In February 2005, the German Federal Prosecutor’s Office avoided making their decision clear by concluding that there was no reason to believe that the US administration and courts would fail to conduct criminal sanctions in these cases. In 2005 and 2006, with the self-prescribed amnesty of the “Military Commissions Act,” it became apparent that political and military leaders would remain unpunished for their human rights violations. As a result, another criminal complaint was registered with the support of NGOs worldwide. The German Federal Prosecutor’s Office again rejected the complaint, now contesting in a pending appeal at the Higher Regional Court of Frankfurt. There is ongoing discussion about the enforcement of International Criminal Law against such powerful adversaries.
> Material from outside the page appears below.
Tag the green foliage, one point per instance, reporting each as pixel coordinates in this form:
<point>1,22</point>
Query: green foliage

The principle of universal jurisdiction allows states to prosecute war criminals regardless of the location of the crime. In fact, the idea to start international proceedings against Rumsfeld in Germany because of the political impossibility of prosecution in the US was based on this principle. Currently, American lawyers and civil rights defenders are back to discussing the question of whom and how to best investigate and punish the acts against human rights violations within the Bush administration. While many think that certain committees and commissions aimed at truth and reconciliation are the only politically possible options, many active supporters, including economist and Nobel Prize winner Paul Krugmann, demand criminal sanctions. Yet it is still uncertain which of these approaches will prevail. The future not only depends on the newly elected Obama; it also depends on whether the US society will be able to reconcile national security with human rights. This problem cannot be reduced to asking whether Bush and Rumsfeld will be in the dock one day.

Despite political obstacles inside Europe, the investigation and sanctioning of crimes committed during the fight against terrorism is taking place. There are detailed reports produced by the European Council.  In Italy, absent CIA agents are on trial, accused of being involved in the abduction of suspects to third countries like Afghanistan and Egypt. Warrants have been issued for their arrest. Other extensive investigations exist on the CIA abduction flights in Spain and the CIA secret prisons in Poland.

Obama and his government must react to their involvement in these upcoming trials, which may even initiate once the suspects enter into a European state. Additionally, there is the question of compensation for victims of human rights violations that must be resolved. The new government will have to adopt a stance on the ongoing compensation proceedings against members of the former administration and private security companies. International human rights organizations will work on all political and legal levels to defend the absolute prohibition of torture.

Author and attorney Wolfgang Kaleck is the General Secretary of the European Centre for Constitutional and Human Rights (ECCHR) in Berlin. In cooperation with the Centre of Constitutional Rights (CCR) in New York in 2004 and 2006, Kaleck pressed charges in Germany against former Minister of Defense Donald Rumsfeld, former Chief of CIA George Tenet and other government and military members of the US for their perpetration of war crimes and torture.